Bahcesehir University, Istanbul.
IEEE/ACM Trans Comput Biol Bioinform. 2012;9(2):408-20. doi: 10.1109/TCBB.2011.129. Epub 2011 Sep 27.
Clustering has a long and rich history in a variety of scientific fields. Finding natural groupings of a data set is a hard task as attested by hundreds of clustering algorithms in the literature. Each clustering technique makes some assumptions about the underlying data set. If the assumptions hold, good clusterings can be expected. It is hard, in some cases impossible, to satisfy all the assumptions. Therefore, it is beneficial to apply different clustering methods on the same data set, or the same method with varying input parameters or both. We propose a novel method, DICLENS, which combines a set of clusterings into a final clustering having better overall quality. Our method produces the final clustering automatically and does not take any input parameters, a feature missing in many existing algorithms. Extensive experimental studies on real, artificial, and gene expression data sets demonstrate that DICLENS produces very good quality clusterings in a short amount of time. DICLENS implementation runs on standard personal computers by being scalable, and by consuming very little memory and CPU.
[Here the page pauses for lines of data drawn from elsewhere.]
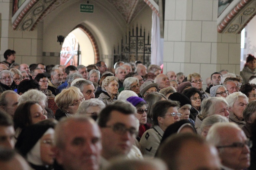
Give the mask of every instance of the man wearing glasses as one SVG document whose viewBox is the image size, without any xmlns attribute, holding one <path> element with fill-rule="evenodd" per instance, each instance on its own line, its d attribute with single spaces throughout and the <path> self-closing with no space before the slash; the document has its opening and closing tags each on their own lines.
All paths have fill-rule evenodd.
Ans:
<svg viewBox="0 0 256 170">
<path fill-rule="evenodd" d="M 100 61 L 96 63 L 95 65 L 97 66 L 99 71 L 100 72 L 101 76 L 103 74 L 103 73 L 108 70 L 108 67 L 104 62 Z"/>
<path fill-rule="evenodd" d="M 210 97 L 210 94 L 206 92 L 203 89 L 203 80 L 200 74 L 197 73 L 189 74 L 187 76 L 187 81 L 191 83 L 193 87 L 197 88 L 201 92 L 203 98 L 204 99 Z"/>
<path fill-rule="evenodd" d="M 215 124 L 209 130 L 206 140 L 218 149 L 222 169 L 245 169 L 250 166 L 252 143 L 237 124 Z"/>
<path fill-rule="evenodd" d="M 102 135 L 102 167 L 116 157 L 142 158 L 139 150 L 133 145 L 138 128 L 134 115 L 137 112 L 130 103 L 117 100 L 100 113 L 98 124 Z"/>
<path fill-rule="evenodd" d="M 0 86 L 4 91 L 10 90 L 13 90 L 17 88 L 15 82 L 13 80 L 12 73 L 8 70 L 0 72 Z"/>
<path fill-rule="evenodd" d="M 211 88 L 214 86 L 220 85 L 221 84 L 221 79 L 222 75 L 219 73 L 215 72 L 213 73 L 211 75 L 211 82 L 212 84 L 209 86 L 205 90 L 205 92 L 208 93 L 210 93 L 210 89 Z"/>
</svg>

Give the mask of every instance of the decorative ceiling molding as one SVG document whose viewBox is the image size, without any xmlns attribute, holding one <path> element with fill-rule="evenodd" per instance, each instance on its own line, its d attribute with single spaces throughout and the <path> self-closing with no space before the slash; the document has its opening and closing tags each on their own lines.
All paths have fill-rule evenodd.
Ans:
<svg viewBox="0 0 256 170">
<path fill-rule="evenodd" d="M 158 10 L 156 8 L 156 7 L 154 6 L 153 5 L 152 3 L 150 2 L 150 1 L 149 1 L 148 0 L 143 0 L 144 1 L 144 2 L 146 2 L 146 3 L 147 4 L 147 5 L 148 5 L 150 7 L 150 8 L 151 8 L 152 10 L 155 12 L 155 13 L 158 16 L 158 17 L 159 17 L 159 12 L 158 12 Z"/>
<path fill-rule="evenodd" d="M 239 34 L 256 15 L 256 1 L 241 0 L 218 26 L 220 33 Z"/>
<path fill-rule="evenodd" d="M 14 21 L 13 28 L 19 31 L 33 31 L 42 16 L 56 1 L 31 0 Z"/>
<path fill-rule="evenodd" d="M 18 16 L 13 18 L 13 28 L 19 31 L 33 31 L 38 23 L 47 15 L 69 0 L 31 0 Z M 129 24 L 147 5 L 159 16 L 150 0 L 106 0 L 112 4 Z"/>
</svg>

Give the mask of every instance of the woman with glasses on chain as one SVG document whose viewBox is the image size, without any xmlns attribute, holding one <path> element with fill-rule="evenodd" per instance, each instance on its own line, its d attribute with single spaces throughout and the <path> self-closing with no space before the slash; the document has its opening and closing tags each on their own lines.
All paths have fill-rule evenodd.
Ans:
<svg viewBox="0 0 256 170">
<path fill-rule="evenodd" d="M 146 103 L 146 101 L 137 96 L 130 97 L 127 100 L 132 104 L 137 109 L 137 114 L 135 114 L 135 117 L 140 122 L 140 126 L 137 138 L 139 142 L 144 132 L 151 127 L 150 124 L 147 123 L 147 112 L 148 105 Z"/>
<path fill-rule="evenodd" d="M 146 156 L 154 156 L 166 129 L 180 120 L 181 114 L 178 112 L 179 107 L 177 102 L 168 100 L 159 101 L 153 106 L 154 127 L 145 132 L 140 141 Z"/>
<path fill-rule="evenodd" d="M 78 88 L 71 87 L 63 89 L 54 99 L 59 107 L 56 111 L 55 119 L 59 120 L 63 117 L 72 116 L 76 113 L 79 104 L 84 100 L 84 96 Z"/>
<path fill-rule="evenodd" d="M 255 84 L 245 84 L 242 85 L 240 91 L 247 96 L 249 102 L 256 100 L 256 85 Z"/>
<path fill-rule="evenodd" d="M 47 76 L 44 73 L 42 73 L 37 74 L 35 78 L 40 85 L 40 90 L 48 98 L 54 98 L 55 96 L 50 90 L 47 89 L 49 81 Z"/>
<path fill-rule="evenodd" d="M 190 109 L 189 118 L 195 121 L 197 116 L 200 113 L 201 102 L 203 99 L 200 91 L 193 87 L 185 90 L 182 93 L 191 101 L 192 107 Z"/>
<path fill-rule="evenodd" d="M 222 97 L 226 98 L 228 96 L 228 91 L 222 85 L 217 85 L 212 87 L 210 89 L 211 97 Z"/>
</svg>

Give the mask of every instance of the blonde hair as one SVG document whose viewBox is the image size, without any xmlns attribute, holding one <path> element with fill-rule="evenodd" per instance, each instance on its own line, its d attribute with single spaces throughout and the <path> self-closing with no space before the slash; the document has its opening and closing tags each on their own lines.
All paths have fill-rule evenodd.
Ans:
<svg viewBox="0 0 256 170">
<path fill-rule="evenodd" d="M 105 91 L 106 89 L 105 88 L 105 86 L 108 86 L 109 83 L 113 80 L 115 80 L 116 81 L 116 82 L 118 83 L 118 79 L 117 79 L 117 77 L 115 76 L 108 76 L 106 77 L 102 82 L 101 88 L 102 90 Z"/>
<path fill-rule="evenodd" d="M 200 79 L 202 78 L 202 77 L 201 77 L 201 75 L 200 74 L 197 73 L 194 73 L 188 74 L 188 75 L 187 76 L 187 81 L 191 82 L 191 80 L 192 79 L 192 77 L 200 78 Z"/>
<path fill-rule="evenodd" d="M 19 75 L 20 75 L 20 77 L 21 77 L 21 73 L 20 72 L 20 71 L 18 69 L 15 68 L 12 68 L 10 69 L 9 71 L 11 71 L 11 72 L 12 73 L 13 76 L 14 75 L 16 74 L 18 74 Z"/>
<path fill-rule="evenodd" d="M 54 101 L 58 107 L 64 111 L 69 105 L 72 104 L 74 101 L 80 97 L 83 98 L 83 94 L 76 87 L 71 87 L 68 89 L 63 89 L 54 99 Z"/>
</svg>

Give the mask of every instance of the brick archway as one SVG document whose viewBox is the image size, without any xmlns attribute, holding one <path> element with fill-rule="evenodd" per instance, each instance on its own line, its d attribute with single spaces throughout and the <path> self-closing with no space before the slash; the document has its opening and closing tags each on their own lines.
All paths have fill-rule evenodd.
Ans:
<svg viewBox="0 0 256 170">
<path fill-rule="evenodd" d="M 85 34 L 86 34 L 90 39 L 90 40 L 91 41 L 91 44 L 93 45 L 94 50 L 94 51 L 95 63 L 97 63 L 97 62 L 100 61 L 100 54 L 99 52 L 98 45 L 97 44 L 97 42 L 96 42 L 96 40 L 94 38 L 94 36 L 90 31 L 89 31 L 85 27 L 81 24 L 79 24 L 79 25 L 77 25 L 74 28 L 72 31 L 77 28 L 80 28 Z"/>
</svg>

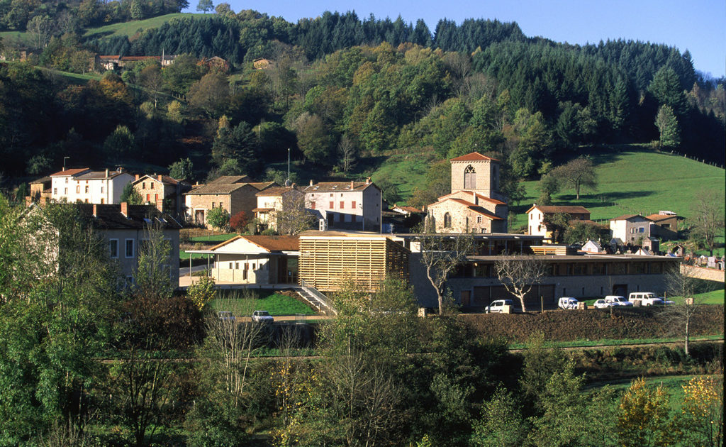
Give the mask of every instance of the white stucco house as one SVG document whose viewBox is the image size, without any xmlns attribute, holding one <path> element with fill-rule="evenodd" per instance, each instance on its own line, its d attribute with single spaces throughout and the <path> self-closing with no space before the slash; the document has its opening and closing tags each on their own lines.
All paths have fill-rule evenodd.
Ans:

聚类在各种科学领域有着悠久而丰富的历史。正如文献中数百种聚类算法所证明的那样,要找到数据集的自然分组是一项艰巨的任务。每种聚类技术都对基础数据集做出了一些假设。如果假设成立,则可以预期得到良好的聚类。在某些情况下,满足所有假设是困难的,甚至是不可能的。因此,在同一数据集上应用不同的聚类方法,或者对同一方法使用不同的输入参数或两者兼而有之,是有益的。我们提出了一种新的方法 DICLENS,它将一组聚类组合成具有更好整体质量的最终聚类。我们的方法自动生成最终聚类,不需要任何输入参数,这是许多现有算法所缺少的功能。对真实、人工和基因表达数据集的广泛实验研究表明,DICLENS 可以在短时间内生成非常高质量的聚类。DICLENS 的实现通过可扩展性在标准个人计算机上运行,并且消耗的内存和 CPU 非常少。